Halîfe, müşriklerle yapılan anlaşmayı kâtiplere yazdırır, hü­kümleri tesbit ettirir. Şehirlere dağıtır, hükümlere uyulmadığın­da hemen müracaatı sağlar. Her kavmin anlaşma hükümleri ayrı­dır. Başkaları muhalefet de etse, her anlaşma taraf olan milleti bağlayıcıdır.

Cizye: Anlaşmanın yapıldığı Kamerî aydan itibaren 1 kamerî senenin geçmesiyle alınması gerekir. O sene içinde ölenlerin tere­kesinden cizye alınır. Müslüman olanların ise zımmî olarak geçen senelerinin cizyesi alınır. Ebû Hanîfe'ye göre: Şahsın müslüman oluşu ve ölümü ile cizye borçları düşer. Yetişkin olanlar, deli iken aklı başına gelenler, o andan itibaren 1 senenin geçişiyle cizye ile mükellef tutulurlar. Fakir zenginleşirse, zengin güç duruma dü­şerse cizye de ona göre alınır. Yaşlılardan cizye düşmez.
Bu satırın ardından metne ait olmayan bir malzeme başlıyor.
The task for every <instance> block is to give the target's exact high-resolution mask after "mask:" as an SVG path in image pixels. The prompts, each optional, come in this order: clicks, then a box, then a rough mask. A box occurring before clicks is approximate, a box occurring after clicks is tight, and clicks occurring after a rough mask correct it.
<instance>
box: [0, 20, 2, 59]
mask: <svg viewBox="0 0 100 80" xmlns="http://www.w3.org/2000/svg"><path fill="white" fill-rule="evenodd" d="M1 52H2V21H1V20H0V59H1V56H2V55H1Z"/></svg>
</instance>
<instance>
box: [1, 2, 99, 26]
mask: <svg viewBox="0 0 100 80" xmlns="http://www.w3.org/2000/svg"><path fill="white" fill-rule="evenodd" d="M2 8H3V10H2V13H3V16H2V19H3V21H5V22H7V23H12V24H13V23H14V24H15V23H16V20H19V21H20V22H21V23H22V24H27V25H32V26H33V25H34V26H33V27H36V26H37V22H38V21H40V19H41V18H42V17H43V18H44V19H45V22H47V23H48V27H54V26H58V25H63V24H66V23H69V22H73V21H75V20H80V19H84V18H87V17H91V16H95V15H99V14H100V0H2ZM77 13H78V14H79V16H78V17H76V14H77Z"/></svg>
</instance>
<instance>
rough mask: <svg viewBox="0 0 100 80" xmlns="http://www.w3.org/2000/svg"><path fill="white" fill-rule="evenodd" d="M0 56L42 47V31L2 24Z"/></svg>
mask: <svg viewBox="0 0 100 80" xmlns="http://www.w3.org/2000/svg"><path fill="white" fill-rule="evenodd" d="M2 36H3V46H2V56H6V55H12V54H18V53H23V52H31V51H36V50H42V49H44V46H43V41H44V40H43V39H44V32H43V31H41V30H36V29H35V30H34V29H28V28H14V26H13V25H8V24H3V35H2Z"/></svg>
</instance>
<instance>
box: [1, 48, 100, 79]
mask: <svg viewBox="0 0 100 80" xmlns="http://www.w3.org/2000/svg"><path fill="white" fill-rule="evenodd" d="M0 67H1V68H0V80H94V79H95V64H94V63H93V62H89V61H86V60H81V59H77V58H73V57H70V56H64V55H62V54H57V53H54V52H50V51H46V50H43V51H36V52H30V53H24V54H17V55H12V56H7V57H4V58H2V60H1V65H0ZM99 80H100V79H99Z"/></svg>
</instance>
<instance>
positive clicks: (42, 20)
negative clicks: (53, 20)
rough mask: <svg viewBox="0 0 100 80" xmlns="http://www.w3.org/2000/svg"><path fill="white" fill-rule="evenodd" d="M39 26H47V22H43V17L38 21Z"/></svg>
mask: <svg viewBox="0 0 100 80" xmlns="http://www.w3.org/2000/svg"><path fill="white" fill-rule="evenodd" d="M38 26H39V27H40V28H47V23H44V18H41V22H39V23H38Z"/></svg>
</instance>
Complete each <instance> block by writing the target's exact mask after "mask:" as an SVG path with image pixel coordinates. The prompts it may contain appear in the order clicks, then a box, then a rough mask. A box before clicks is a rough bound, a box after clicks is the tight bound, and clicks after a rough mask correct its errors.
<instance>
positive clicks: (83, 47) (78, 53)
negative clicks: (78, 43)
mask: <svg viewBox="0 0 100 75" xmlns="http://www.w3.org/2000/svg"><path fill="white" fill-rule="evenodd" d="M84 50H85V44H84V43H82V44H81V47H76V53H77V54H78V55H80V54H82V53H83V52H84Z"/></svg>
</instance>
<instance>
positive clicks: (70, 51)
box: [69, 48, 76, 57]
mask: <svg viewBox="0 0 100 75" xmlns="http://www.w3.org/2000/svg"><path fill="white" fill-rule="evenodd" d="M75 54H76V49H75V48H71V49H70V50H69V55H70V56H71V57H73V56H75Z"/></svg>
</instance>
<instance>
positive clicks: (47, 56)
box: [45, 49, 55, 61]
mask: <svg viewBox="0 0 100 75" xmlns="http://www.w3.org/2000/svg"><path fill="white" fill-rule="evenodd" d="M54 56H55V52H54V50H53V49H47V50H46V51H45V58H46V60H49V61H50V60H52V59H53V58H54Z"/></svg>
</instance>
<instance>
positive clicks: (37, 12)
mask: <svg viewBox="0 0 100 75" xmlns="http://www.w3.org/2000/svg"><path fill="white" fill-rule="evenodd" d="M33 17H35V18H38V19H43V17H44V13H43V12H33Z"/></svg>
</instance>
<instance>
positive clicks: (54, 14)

Bir görüşe göre: Fakirlerden, yaşlılardan cizye düşer.

Zımmîler dinlerinde, îtikadlannda ihtilâfa düşerlerse, onlara karışılmaz. Günlük işlerde, bir hak konusunda ihtilâf ederlerse, kendi hâkimlerine duruşma için gidebilirler. Buna engel olun­maz. Müslüman hâkimlere baş vurulursa, hâkim Islâmî hüküm­lere göre karar verir. Cezayı gerektirici bir fiil işlerlerse bunlara da gerekli cezayı tatbik eder.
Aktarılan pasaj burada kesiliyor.